Will Allen embarked on a journey to establish a sustainable, urban farm on Milwaukee’s north side in 1993. Twenty-five years later, the legacy of his now closed nonprofit, Growing Power, will find a home at the UWM Libraries.
Growing Power’s relationship with UWM started years ago with Fred Binkowski in the School of Freshwater Sciences and Growing Power’s aquaponics program. But, it took an important step forward in 2011 when Allen pitched an idea for a collaborative partnership to the university – a partnership that came to fruition as the Institute for Urban Agriculture and Nutrition.
Growing Power, the Milwaukee Food Council, the City of Milwaukee and six universities, including UWM, united to form the institute. Using an interdisciplinary approach to agriculture, incorporating aspects of health, economics, biochemistry and social justice, the institute sought to establish Milwaukee as a national leader in sustainable food system technology, nutrition promotion and urban agriculture practices. UWM remained a driving force behind the institute until budget issues left the university unable to contribute funding.

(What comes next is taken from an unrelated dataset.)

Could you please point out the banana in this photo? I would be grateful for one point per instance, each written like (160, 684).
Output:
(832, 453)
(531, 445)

“Sadly, once that happened, our other university partners indicated that they couldn’t provide the heavy lifting that UWM had been doing,’” said Bonnie Halvorsen, the founding executive director of the institute and current manager of UWM’s intercampus farm partnerships. As a result, the institute closed less than a year after it opened.
Picking up the reins
In the wake of both the institute and Growing Power closing, UWM and the Milwaukee School of Engineering have picked up the reins. Along with Halvorsen, MSOE Associate Professor Mike Carriere – a member of the institute’s board of directors – organized volunteers to maintain the institute’s vision. Part of that vision includes archiving Growing Power’s history.
“Nonprofit organizations, because they are usually caught up in of-the-moment concerns, often pay little heed to institutional memory,” said Carriere, an urban historian. “The main push with this project has been to make sure (Growing Power’s) history does not disappear.”
The archives will not hold any financial or legal records, but the sheer volume of intellectual capital that could be archived is staggering. Boxed documents filled a semitrailer on the Growing Power lot. Carriere and MSOE students sifted through them all, sending everything worth saving to UWM for online cataloging and permanent storage at the Golda Meir Library.
The materials uncovered in the process included congratulatory letters for Allen’s MacArthur Foundation “genius grant,” documentary films and programming and agriculture records. There are also records of correspondence with former first lady Michelle Obama about her food and health initiatives such as Let’s Move. Allen was named one of Time’s 100 most influential people in 2010; a boxful of copies of that magazine was unearthed in the trailer as well.
Exhibition in January 2019
The first exhibition of archived material will take place in January 2019. Carriere and the MSOE students worked on archiving the materials this time around, but Halvorsen hopes UWM students will be able to become involved with an archiving experience of their own in the future.
When the archives are cataloged online through Golda Meir Library, Growing Power’s legacy will have found a home that makes its history available to students and academics, not just in Milwaukee but around the world.
“People are going to be wondering about this Growing Power that was here for 25 years,” Halvorsen said of the archives’ potential value. “This amazing former pro basketball player turned corporateturned farmer who worked in poor neighborhoods in Milwaukee. I think people are going to be wanting to research (Allen’s) work for a long time.”
Meanwhile, Allen has since opened a new venture at the former Growing Power site on Silver Spring Drive. The endeavor continues Allen’s vision of urban agriculture and revives Growing Power’s original name – Will Allen’s Roadside Farms & Markets.